In September, markets obsessed about the US Federal Reserve – would they or won’t they raise interest rates. That didn’t happen, but what is certain is that the US will choose a new President next month. So far, this prospect has not overly pre-occupied markets. Either that is to come, or they believe that the choice of President does not matter that much because power lies with Congress and within that, a Republican party who were not that enthusiastic about their candidate. That same Congress still has power for discretionary spending and the budget ceiling. The President’s only true power lies with that of Commander in Chief, something which should only concern financial markets in extremis.

Given the extent to which this is a close race, then volatility during October seems very much assured. The direction the US takes in the coming four to eight years is going to be pivotal, both economically and politically. That matters for financial markets, because it will affect the extent to which the US grows, the extent to which it creates or reduces debt and how it interacts with the rest of the world. Depending on what measure one uses, China will also overtake the US as the world’s largest economy during the next four years (2018 according to the US Conference Board’s latest economic analysis).

Usually, the market impact of Presidential elections is marginal at best in the US, but there is a definite sense that this time is different. The areas of trade and immigration don’t require Congressional approval to renege on current commitments and these are key election battlegrounds for Trump. A Trump Presidency also has the potential to impact the standing of the US on the world stage, which could well have a longer-term impact on the economy via changing trading relations also investment in the US. Determining the impact of this on markets and the currency is challenging at best, but it’s fair to say that it could be long-lasting and would take time to become apparent.

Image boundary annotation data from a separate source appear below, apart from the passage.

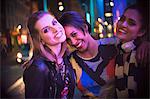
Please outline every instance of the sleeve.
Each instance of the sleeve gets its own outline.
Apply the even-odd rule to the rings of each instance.
[[[25,98],[41,98],[44,95],[45,74],[36,66],[29,67],[23,75]]]

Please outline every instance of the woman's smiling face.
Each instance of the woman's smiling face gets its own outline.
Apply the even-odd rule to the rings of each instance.
[[[128,9],[117,23],[117,37],[128,42],[143,35],[142,17],[136,9]]]
[[[52,15],[45,14],[36,24],[35,29],[38,30],[42,41],[53,46],[66,40],[66,35],[62,25]]]

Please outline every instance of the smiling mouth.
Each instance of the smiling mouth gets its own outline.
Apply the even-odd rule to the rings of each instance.
[[[122,29],[119,29],[118,32],[121,33],[121,34],[127,34],[127,32],[122,30]]]
[[[55,37],[56,37],[56,38],[60,38],[60,37],[62,36],[62,34],[63,34],[63,33],[60,31],[60,32],[58,32],[58,33],[56,34]]]
[[[76,47],[79,48],[79,47],[81,47],[81,45],[82,45],[82,41],[79,42]]]

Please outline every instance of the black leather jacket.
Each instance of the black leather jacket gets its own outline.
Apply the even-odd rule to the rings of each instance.
[[[65,57],[66,75],[69,80],[69,93],[67,98],[73,98],[75,88],[75,74],[68,58]],[[60,73],[55,69],[55,63],[47,61],[43,57],[33,60],[32,64],[25,69],[23,74],[26,98],[61,98],[64,81]]]

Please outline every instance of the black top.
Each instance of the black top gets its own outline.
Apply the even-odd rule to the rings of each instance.
[[[68,58],[64,57],[66,77],[68,80],[67,98],[73,98],[75,87],[75,74]],[[32,64],[25,69],[23,80],[25,83],[26,98],[61,98],[65,81],[55,69],[55,63],[43,57],[35,58]]]

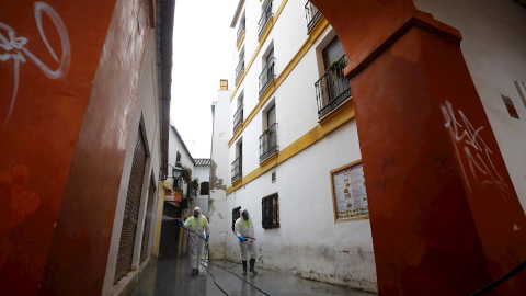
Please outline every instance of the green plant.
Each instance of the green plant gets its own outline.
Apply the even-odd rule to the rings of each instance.
[[[197,190],[199,187],[199,179],[197,179],[197,178],[192,179],[192,182],[190,183],[190,186],[193,190]]]
[[[190,183],[192,181],[192,169],[183,166],[181,171],[181,178],[183,178],[184,182]]]

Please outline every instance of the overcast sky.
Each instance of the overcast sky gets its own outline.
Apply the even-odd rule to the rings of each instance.
[[[238,0],[176,0],[171,121],[193,158],[210,158],[211,103],[231,80]]]

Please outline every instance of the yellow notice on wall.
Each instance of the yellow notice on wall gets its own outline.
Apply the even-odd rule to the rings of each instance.
[[[364,168],[361,161],[331,171],[331,183],[335,221],[369,217]]]

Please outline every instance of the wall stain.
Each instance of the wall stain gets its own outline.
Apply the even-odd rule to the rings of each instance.
[[[227,185],[222,183],[222,179],[218,179],[216,174],[217,163],[211,159],[210,168],[210,190],[227,190]]]

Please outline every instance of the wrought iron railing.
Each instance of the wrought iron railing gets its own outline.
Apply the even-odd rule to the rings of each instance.
[[[236,84],[238,84],[241,73],[244,71],[244,56],[239,59],[238,67],[236,67]]]
[[[260,96],[266,90],[268,84],[271,84],[271,82],[274,81],[274,79],[276,79],[276,76],[274,73],[275,64],[276,64],[276,59],[271,58],[260,75]]]
[[[260,136],[260,161],[267,159],[277,151],[277,123],[271,125]]]
[[[241,123],[243,123],[243,105],[240,105],[236,114],[233,114],[233,132],[238,129]]]
[[[310,31],[312,26],[316,24],[318,19],[320,19],[321,11],[318,10],[315,4],[310,1],[307,1],[305,4],[305,16],[307,18],[307,31]]]
[[[261,36],[263,31],[266,27],[266,24],[268,23],[268,20],[271,16],[274,15],[272,13],[272,0],[268,1],[268,4],[266,4],[266,8],[263,10],[263,13],[261,14],[260,21],[258,22],[258,37]]]
[[[239,43],[239,39],[241,38],[241,35],[243,34],[244,30],[247,29],[247,22],[245,22],[247,19],[243,18],[243,20],[241,20],[241,22],[239,23],[239,27],[238,27],[238,37],[236,38],[236,44]]]
[[[351,96],[351,87],[343,73],[345,66],[347,66],[347,58],[343,56],[333,61],[325,73],[316,81],[318,118],[323,117]]]
[[[243,169],[242,169],[242,161],[243,156],[239,156],[233,162],[232,162],[232,182],[241,178],[243,174]]]

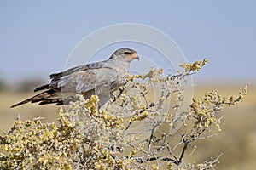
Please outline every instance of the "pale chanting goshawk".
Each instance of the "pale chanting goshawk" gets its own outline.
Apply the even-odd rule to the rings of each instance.
[[[80,94],[84,99],[98,95],[99,106],[110,99],[111,93],[125,83],[130,63],[138,60],[137,52],[130,48],[119,48],[111,57],[102,62],[83,65],[65,71],[51,74],[51,82],[43,85],[34,92],[42,93],[12,105],[15,107],[26,103],[39,105],[67,105]]]

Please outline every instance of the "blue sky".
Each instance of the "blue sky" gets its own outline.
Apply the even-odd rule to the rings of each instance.
[[[171,37],[189,61],[208,59],[195,82],[253,83],[255,8],[255,1],[1,1],[0,78],[47,81],[85,36],[138,23]]]

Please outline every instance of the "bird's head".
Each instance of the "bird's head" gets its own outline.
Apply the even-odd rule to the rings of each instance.
[[[117,60],[125,60],[127,62],[131,62],[133,60],[137,59],[139,60],[138,55],[137,54],[136,51],[130,48],[119,48],[116,50],[109,58],[110,59],[117,59]]]

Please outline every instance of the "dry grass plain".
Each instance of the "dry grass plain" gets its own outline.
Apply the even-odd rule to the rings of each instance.
[[[236,94],[242,87],[238,86],[196,86],[194,96],[201,97],[207,90],[218,89],[222,95]],[[23,120],[44,117],[43,122],[56,122],[60,107],[55,105],[38,106],[28,104],[15,109],[9,106],[32,94],[0,92],[0,133],[10,129],[15,115]],[[220,164],[216,169],[255,169],[256,167],[256,86],[250,86],[245,101],[237,106],[226,107],[223,111],[224,124],[218,136],[196,143],[194,154],[185,157],[186,162],[201,162],[217,157]]]

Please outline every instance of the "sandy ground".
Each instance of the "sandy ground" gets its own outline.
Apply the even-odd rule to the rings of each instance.
[[[196,86],[194,96],[200,97],[211,89],[218,89],[223,95],[236,95],[242,87],[238,86]],[[9,106],[32,94],[0,92],[0,133],[8,132],[15,115],[23,120],[44,117],[44,122],[56,122],[60,107],[55,105],[38,106],[28,104],[15,109]],[[218,136],[198,141],[194,154],[185,157],[186,162],[201,162],[217,157],[220,164],[216,169],[253,169],[256,167],[256,87],[249,87],[245,101],[237,106],[226,107],[223,111],[224,124]]]

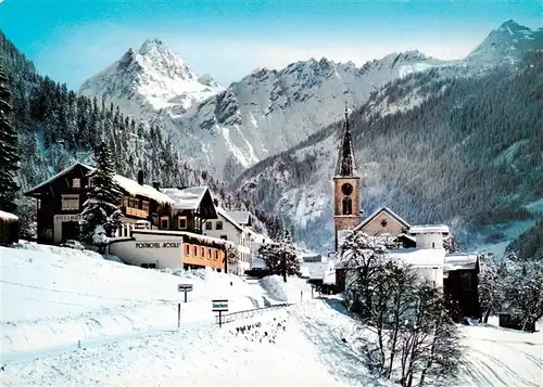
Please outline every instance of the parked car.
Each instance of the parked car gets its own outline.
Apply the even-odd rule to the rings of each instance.
[[[85,249],[85,246],[81,245],[81,243],[79,241],[75,241],[75,240],[67,240],[61,246],[68,247],[68,248],[75,248],[76,250],[84,250]]]

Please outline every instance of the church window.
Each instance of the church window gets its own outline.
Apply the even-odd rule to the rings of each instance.
[[[341,185],[341,192],[343,192],[343,195],[351,195],[353,193],[353,185],[344,183],[343,185]]]
[[[353,214],[353,201],[351,197],[343,197],[343,215]]]

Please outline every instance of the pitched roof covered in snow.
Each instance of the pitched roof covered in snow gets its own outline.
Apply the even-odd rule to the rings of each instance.
[[[76,163],[66,169],[63,169],[55,176],[51,177],[50,179],[46,180],[45,182],[36,185],[31,190],[27,191],[25,193],[25,196],[33,196],[36,192],[45,189],[49,184],[51,184],[53,181],[62,178],[63,176],[72,172],[76,168],[81,168],[86,172],[90,172],[94,170],[94,167],[85,165],[83,163]],[[155,190],[151,185],[148,184],[139,184],[136,180],[125,178],[124,176],[121,175],[115,175],[114,177],[115,182],[121,186],[122,190],[124,190],[126,193],[130,195],[140,195],[143,197],[148,197],[150,199],[153,199],[159,203],[168,203],[172,204],[173,201],[171,197],[167,195],[163,194],[161,191]]]
[[[11,212],[5,212],[0,210],[0,219],[1,220],[18,220],[18,217],[16,215],[13,215]]]
[[[230,216],[230,212],[228,212],[226,209],[224,209],[223,207],[216,207],[216,210],[217,210],[217,214],[223,217],[223,219],[225,219],[228,223],[230,223],[231,225],[233,225],[236,229],[238,229],[239,231],[243,231],[243,228],[241,227],[240,223],[238,223],[231,216]]]
[[[409,229],[411,234],[449,234],[446,224],[417,224]]]
[[[249,211],[227,211],[228,216],[242,225],[251,225],[251,212]]]
[[[475,270],[477,269],[479,257],[477,254],[449,254],[445,256],[444,272],[454,270]]]
[[[442,268],[445,263],[443,248],[399,248],[390,250],[389,255],[414,268]]]
[[[381,214],[382,211],[387,212],[388,215],[390,215],[392,218],[394,218],[399,223],[401,223],[404,228],[406,229],[409,229],[411,228],[411,224],[407,223],[406,220],[404,220],[402,217],[400,217],[396,212],[394,212],[392,209],[390,209],[389,207],[387,206],[382,206],[380,208],[378,208],[377,210],[375,210],[370,216],[368,216],[366,219],[364,219],[362,221],[361,224],[358,224],[357,227],[354,228],[354,231],[358,231],[361,230],[362,228],[364,228],[364,225],[366,225],[367,223],[369,223],[372,219],[375,219],[379,214]]]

It was already evident in the last Presidential debate, where we saw the volatility on the Mexican peso as Trump’s fortunes ebbed and flowed, although I would take that with a pinch of salt given the lack of liquidity there, especially during Asian. For now, a Trump with, with the Republicans’ retaining control of the Senate, would be modestly negative for stocks and also the dollar, more from the initial uncertainty created. It’s also in contrast to the likely lack of action that a Democratic win from Hilary would bring, especially if the Senate remains in Republican hands. It’s the difference between the unknown and the status quo. It reminds of one of my hated phrases – “markets don’t like uncertainty”. Markets exists solely because of uncertainty.